The builds/scripts directory of notebook-images contains the scripts run at the start of containers. The bootstrap/ directory contains examples of how to use the files. If you have multiple files and/or repositories then it is suggested that you download a shell script and execute it in the background. The script can be downloaded from anywhere as long as it is publicly available on the Internet.
Note:
- if you have a persistent volume then if you blindly download things you may override any changes a user made on the disk.

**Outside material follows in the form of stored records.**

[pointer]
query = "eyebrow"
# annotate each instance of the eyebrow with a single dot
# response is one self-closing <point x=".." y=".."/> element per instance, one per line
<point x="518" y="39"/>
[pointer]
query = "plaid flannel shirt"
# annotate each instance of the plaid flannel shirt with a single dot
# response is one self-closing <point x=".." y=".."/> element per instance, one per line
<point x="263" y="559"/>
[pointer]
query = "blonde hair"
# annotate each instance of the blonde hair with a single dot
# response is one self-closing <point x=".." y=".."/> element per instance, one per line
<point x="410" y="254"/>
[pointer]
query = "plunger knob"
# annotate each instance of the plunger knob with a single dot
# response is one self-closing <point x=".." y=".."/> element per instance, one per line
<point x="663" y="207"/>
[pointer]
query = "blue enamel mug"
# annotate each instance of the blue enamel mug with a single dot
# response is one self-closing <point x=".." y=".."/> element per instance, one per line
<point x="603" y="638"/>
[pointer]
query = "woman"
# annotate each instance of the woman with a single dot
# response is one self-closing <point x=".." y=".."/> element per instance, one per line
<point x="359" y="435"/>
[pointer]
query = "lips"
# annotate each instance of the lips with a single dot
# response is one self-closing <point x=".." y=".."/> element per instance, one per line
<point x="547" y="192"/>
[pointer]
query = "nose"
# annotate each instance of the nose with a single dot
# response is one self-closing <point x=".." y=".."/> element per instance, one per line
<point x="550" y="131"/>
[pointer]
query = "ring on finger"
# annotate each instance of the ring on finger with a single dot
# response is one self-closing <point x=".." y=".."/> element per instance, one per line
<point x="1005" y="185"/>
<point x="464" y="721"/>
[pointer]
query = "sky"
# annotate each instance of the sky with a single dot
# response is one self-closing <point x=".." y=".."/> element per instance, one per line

Write your shell scripts accordingly.
- the peristent disk is shared by all Blueprints on the same back-end so you should have your data inside a subdirectory
- most blueprints are containers which run as a pseudorandom UID for the
user - both Jupyter Notebooks and RStudio support running an HTML-based shell so
you can try out your commands before
The suggested workflow is:
- boot a clean blueprint with no startup script
- using the editing features in Jupyter notebooks / RStudio server edit a shell script file
- debug running the shell script in the clean blueprint
- when you are satisfied upload the file somewhere and set the system up to download and run it automatically
Environment variables¶
The containers built from notebook-images all understand common environment variables
- AUTODOWNLOAD_URL
- A URL to be downloaded as a file to the local system, e.g “http://example.org/example.sh“
- AUTODOWNLOAD_URL_FILENAME
- A target name for the URL, e.g. “data.zip”
The Jupyter notebooks containers additionally have
- AUTODOWNLOAD_EXEC
- The name of a file to execute before starting Jupyter notebooks. If the script is essential for starting the notebook(s) then it should be run with AUTODOWNLOAD_EXEC.
- AUTODOWNLOAD_EXEC_BG
- The name of a file to execute in the background just before starting Jupyter notebooks. If your script e.g. loads data over a slow network connection and that data isn’t needed for the first 15 minutes, AUOTODOWNLOAD_EXEC_BG is a good alternative.
AUTODOWNLOAD_URL=https://example.com/~user/scripts/prepare.sh
AUTODOWNLOAD_EXEC=prepare.sh
Or a more complex example that forces the name of the downloaded artefact and runs it in the background.
AUTODOWNLOAD_URL=https://example.com/~user/scripts/nonsensical_name.sh
AUTODOWNLOAD_FILENAME=bootstrap_slow.sh
AUTODOWNLOAD_EXEC_BG=bootstrap_slow.sh
Git¶
Git wants to always know who the user is. Specifically it needs a username and an email address. The UID in containers is a pseudorandom number and not
available in the local /etc/passwd, which confuses git.
The workaround is to set
- GIT_COMMITTER_NAME
- A human-readable name.
- GIT_COMMITTER_EMAIL
- Something that looks like a valid email address.
Using HTTPS urls is preferred over using SSH for GitHub/GitLab. Note that if the user has two-factor authentication enabled in GitHub they will need a token to use the HTTPS interface.
Root Privileges¶
Most blueprints won’t run the bootup script with root privileges for security reasons. In some rare cases this cannot be avoided. In those cases the user should be able to use sudo to become root.
It is recommended to do all configurations and installation as the user whenever possible.